Things to be changed when applied in a new Hardware/Software

  • Kernel names

    cuDNN libraries may have different kernel implementation on different hardware and software versions. Our parser code will parse the metrics of target kernels through kernel names. So please make sure you know the kernel names and modify it correctly in the parser code.

    How to find the names: Run some microbenchmark and profile it using nvprof --metrics. Find the kernel names in the profiling results (please use the --metrics option to get the truncated kernel names). One convolution algorithm may have multiple implementations, try to run more cases to collect all the possible kernel names.
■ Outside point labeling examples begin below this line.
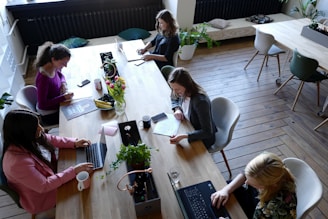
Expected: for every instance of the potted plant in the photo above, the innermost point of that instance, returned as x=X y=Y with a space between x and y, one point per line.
x=189 y=39
x=136 y=156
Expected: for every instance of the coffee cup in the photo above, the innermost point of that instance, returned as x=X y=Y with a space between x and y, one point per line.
x=83 y=179
x=98 y=85
x=146 y=122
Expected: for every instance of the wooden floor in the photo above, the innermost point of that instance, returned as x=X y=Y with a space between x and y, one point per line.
x=266 y=122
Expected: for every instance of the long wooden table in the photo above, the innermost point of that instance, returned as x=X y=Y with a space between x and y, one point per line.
x=147 y=93
x=288 y=33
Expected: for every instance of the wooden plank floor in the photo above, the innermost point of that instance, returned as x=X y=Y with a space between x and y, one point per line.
x=266 y=122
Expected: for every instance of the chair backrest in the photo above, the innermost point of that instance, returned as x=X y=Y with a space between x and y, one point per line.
x=225 y=114
x=166 y=70
x=263 y=42
x=308 y=186
x=302 y=67
x=4 y=187
x=27 y=97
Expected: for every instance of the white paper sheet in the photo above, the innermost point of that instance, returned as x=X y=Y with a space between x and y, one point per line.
x=168 y=126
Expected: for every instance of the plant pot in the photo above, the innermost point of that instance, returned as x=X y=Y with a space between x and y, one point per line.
x=187 y=51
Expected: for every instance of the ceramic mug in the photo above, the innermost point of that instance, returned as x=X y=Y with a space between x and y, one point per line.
x=83 y=179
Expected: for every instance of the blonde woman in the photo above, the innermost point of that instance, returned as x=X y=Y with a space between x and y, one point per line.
x=275 y=184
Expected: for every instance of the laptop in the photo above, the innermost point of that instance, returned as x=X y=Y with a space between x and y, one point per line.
x=129 y=50
x=195 y=201
x=95 y=153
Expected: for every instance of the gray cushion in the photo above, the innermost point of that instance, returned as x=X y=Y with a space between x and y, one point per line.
x=134 y=34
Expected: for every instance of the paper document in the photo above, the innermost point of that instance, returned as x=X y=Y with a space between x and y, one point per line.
x=168 y=126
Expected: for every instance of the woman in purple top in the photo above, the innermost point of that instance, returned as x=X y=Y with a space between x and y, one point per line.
x=166 y=41
x=50 y=82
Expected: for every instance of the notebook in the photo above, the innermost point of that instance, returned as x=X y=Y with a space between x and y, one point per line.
x=129 y=50
x=95 y=153
x=195 y=201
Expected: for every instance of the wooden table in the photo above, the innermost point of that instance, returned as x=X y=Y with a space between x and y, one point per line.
x=147 y=93
x=288 y=33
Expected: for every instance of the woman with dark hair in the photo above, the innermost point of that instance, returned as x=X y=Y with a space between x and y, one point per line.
x=28 y=170
x=166 y=41
x=189 y=101
x=50 y=82
x=274 y=183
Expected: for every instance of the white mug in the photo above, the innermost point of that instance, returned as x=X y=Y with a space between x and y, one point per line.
x=83 y=180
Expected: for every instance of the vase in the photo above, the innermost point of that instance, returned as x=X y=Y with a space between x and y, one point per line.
x=119 y=107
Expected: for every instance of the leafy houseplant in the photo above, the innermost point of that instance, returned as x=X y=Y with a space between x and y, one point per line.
x=189 y=39
x=139 y=155
x=5 y=99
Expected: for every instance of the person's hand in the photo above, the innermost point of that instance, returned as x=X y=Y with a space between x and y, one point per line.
x=68 y=95
x=220 y=198
x=179 y=115
x=141 y=51
x=83 y=167
x=81 y=143
x=176 y=139
x=63 y=88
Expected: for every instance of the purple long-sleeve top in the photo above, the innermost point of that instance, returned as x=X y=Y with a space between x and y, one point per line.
x=49 y=95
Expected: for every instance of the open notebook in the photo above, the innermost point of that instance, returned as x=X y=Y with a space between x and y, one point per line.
x=95 y=153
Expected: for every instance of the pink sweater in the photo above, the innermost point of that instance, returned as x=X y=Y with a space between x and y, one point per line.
x=34 y=181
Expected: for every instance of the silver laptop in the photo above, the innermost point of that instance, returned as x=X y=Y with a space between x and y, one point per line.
x=95 y=153
x=129 y=49
x=195 y=201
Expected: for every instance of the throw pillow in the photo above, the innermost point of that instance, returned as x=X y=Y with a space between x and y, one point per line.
x=74 y=42
x=219 y=23
x=134 y=34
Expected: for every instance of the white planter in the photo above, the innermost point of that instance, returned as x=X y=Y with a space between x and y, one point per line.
x=187 y=52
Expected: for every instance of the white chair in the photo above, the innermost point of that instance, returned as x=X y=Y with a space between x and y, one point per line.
x=26 y=98
x=225 y=114
x=308 y=186
x=264 y=44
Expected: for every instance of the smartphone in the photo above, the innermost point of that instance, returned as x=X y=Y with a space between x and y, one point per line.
x=159 y=117
x=85 y=82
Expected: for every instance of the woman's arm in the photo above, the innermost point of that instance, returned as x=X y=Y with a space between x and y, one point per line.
x=222 y=196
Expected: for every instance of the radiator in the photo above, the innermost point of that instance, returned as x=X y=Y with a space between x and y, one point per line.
x=94 y=24
x=207 y=10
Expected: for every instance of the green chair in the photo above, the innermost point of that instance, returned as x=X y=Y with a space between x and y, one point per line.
x=166 y=71
x=304 y=69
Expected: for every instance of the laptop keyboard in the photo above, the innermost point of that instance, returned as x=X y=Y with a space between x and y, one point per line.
x=197 y=203
x=93 y=156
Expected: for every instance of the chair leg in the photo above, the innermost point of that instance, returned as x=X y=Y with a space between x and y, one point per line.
x=300 y=87
x=281 y=86
x=321 y=124
x=227 y=164
x=278 y=60
x=251 y=60
x=258 y=76
x=318 y=93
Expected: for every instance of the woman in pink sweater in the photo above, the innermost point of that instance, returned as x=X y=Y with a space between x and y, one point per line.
x=28 y=170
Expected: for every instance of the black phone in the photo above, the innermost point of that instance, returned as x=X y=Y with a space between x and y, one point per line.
x=159 y=117
x=85 y=82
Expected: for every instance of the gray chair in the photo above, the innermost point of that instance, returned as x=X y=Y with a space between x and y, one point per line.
x=309 y=189
x=225 y=114
x=264 y=45
x=26 y=98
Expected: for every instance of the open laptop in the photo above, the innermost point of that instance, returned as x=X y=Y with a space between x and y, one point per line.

    Where to modify in the parser code: in parse_src_data.py L18 ~ L22. Replace the kernel names with the names in your hardware/software.

  • # of maximum number of thread blocks.
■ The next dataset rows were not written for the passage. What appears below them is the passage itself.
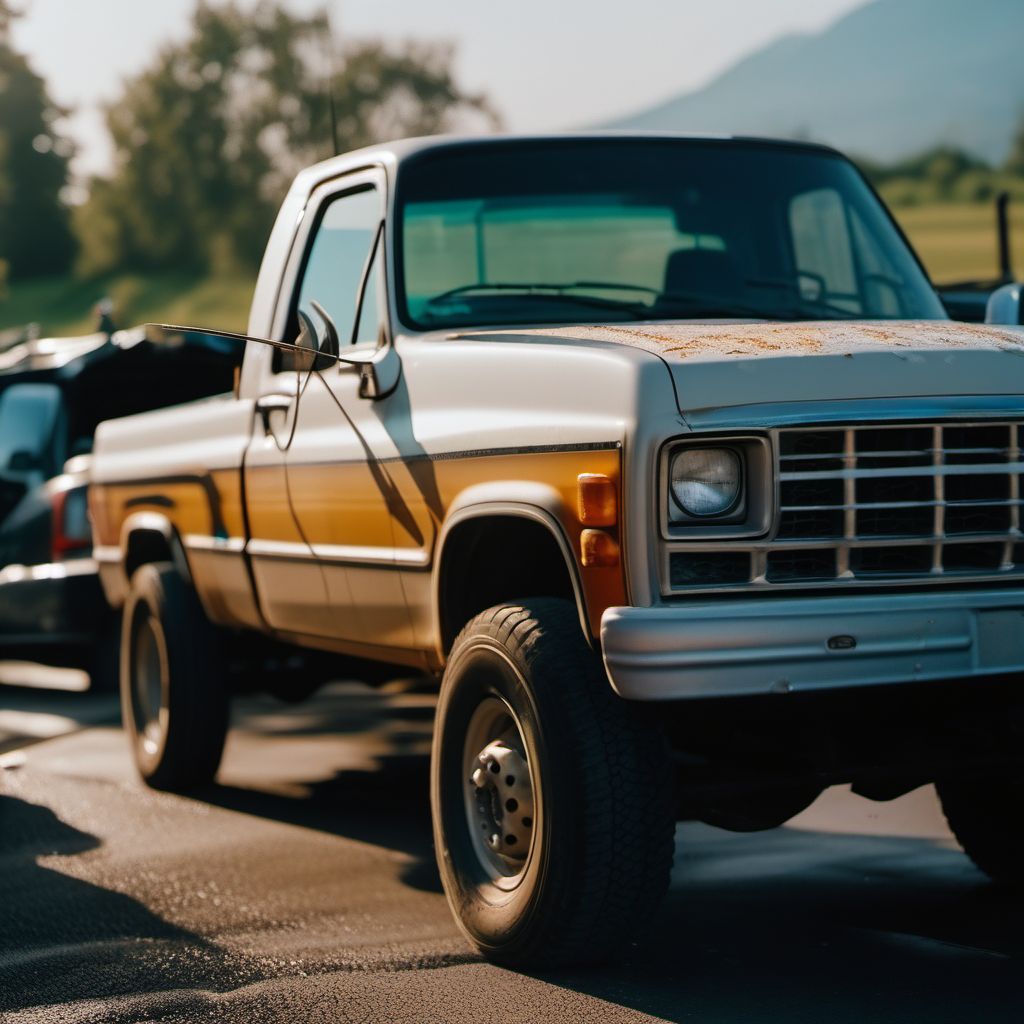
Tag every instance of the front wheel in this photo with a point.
(985, 816)
(551, 797)
(174, 698)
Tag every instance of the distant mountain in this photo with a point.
(889, 80)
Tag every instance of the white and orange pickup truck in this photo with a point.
(658, 454)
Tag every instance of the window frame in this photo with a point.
(286, 307)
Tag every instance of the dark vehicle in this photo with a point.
(53, 392)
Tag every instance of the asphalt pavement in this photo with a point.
(302, 888)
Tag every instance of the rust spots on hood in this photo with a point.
(725, 341)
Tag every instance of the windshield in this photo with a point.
(563, 231)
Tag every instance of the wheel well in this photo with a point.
(145, 546)
(489, 560)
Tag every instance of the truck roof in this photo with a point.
(400, 151)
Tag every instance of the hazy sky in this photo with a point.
(545, 64)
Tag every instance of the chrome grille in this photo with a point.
(878, 504)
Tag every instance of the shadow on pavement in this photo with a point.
(790, 926)
(64, 939)
(388, 806)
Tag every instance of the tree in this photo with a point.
(208, 138)
(1015, 161)
(35, 229)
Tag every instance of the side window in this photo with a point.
(335, 264)
(371, 327)
(825, 267)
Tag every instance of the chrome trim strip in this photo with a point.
(344, 554)
(48, 570)
(221, 545)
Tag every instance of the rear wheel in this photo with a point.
(173, 693)
(986, 817)
(551, 797)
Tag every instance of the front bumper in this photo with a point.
(42, 607)
(781, 644)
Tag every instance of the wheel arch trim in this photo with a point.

    # of maximum number of thread blocks is obtained from CUDA Occupancy Calculator, please manually get these values (please refer to "CUDA Occupancy Calculator") and replace the values in parse_src_data.py L34 ~ L49 with values of your target kernels.

CUDA Occupancy Calculator

As we described in the paper, for most kernels in our experiments, B_max (Max # of blocks executing in 1 full wave) equals to the number of resident blocks in one GPU. We have provided these number in the data collect script for Titan Xp. If you want to calculate the number by yourself, please follow the steps:

Download CUDA Occupancy Calculator at https://docs.nvidia.com/cuda/cuda-occupancy-calculator/index.html.
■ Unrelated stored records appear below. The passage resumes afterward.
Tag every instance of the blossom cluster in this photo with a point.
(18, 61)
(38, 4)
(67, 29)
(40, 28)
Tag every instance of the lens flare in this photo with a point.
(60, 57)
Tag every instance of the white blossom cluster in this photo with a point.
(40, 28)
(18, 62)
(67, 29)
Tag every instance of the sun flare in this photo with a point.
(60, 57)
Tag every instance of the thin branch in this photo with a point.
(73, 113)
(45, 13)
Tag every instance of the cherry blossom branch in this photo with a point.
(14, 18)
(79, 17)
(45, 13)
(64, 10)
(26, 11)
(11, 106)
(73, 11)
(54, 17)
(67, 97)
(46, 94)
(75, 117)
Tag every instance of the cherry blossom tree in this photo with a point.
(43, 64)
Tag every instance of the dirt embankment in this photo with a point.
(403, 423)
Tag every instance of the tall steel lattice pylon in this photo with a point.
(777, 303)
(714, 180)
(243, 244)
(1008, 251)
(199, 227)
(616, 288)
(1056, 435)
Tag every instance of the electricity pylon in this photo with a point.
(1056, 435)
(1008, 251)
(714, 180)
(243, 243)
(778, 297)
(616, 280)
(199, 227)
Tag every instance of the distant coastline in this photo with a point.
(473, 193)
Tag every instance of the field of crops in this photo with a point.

For any interested kernel:

  • run nvprof --print-gpu-trace ./target_kernel
  • We can get threads per block, registers per thread and user shared memory per block in the nvprof result.
  • Open CUDA_Occupancy_Calculator.xls , select GPU capability in part (1), fill in the above three metrics in part (2), then you'll get the max number of blocks per SM in B48-B50 (the smallest) one, then multiply this number with number of SMs (30 for Titan Xp), you'll get the B_max used in our model.
  • For each variant of each algorithm, this only needs to be done once.

Some details to denote

  • The data collecting process may take a long time (~ 1 day on Titan Xp), because we use nvprof, which will replay the kernels multiple times to get all the metrics.
  • Dynamic Metrics may have a large variance (as described in our paper). If you find the accuracy is not very good, you may unmark the warmup() function in cuDNN/collect_with_algo.cu and re-compile the program. The warmup function add extra memcpy to flush the cache, it helps to make the dram access times more stable.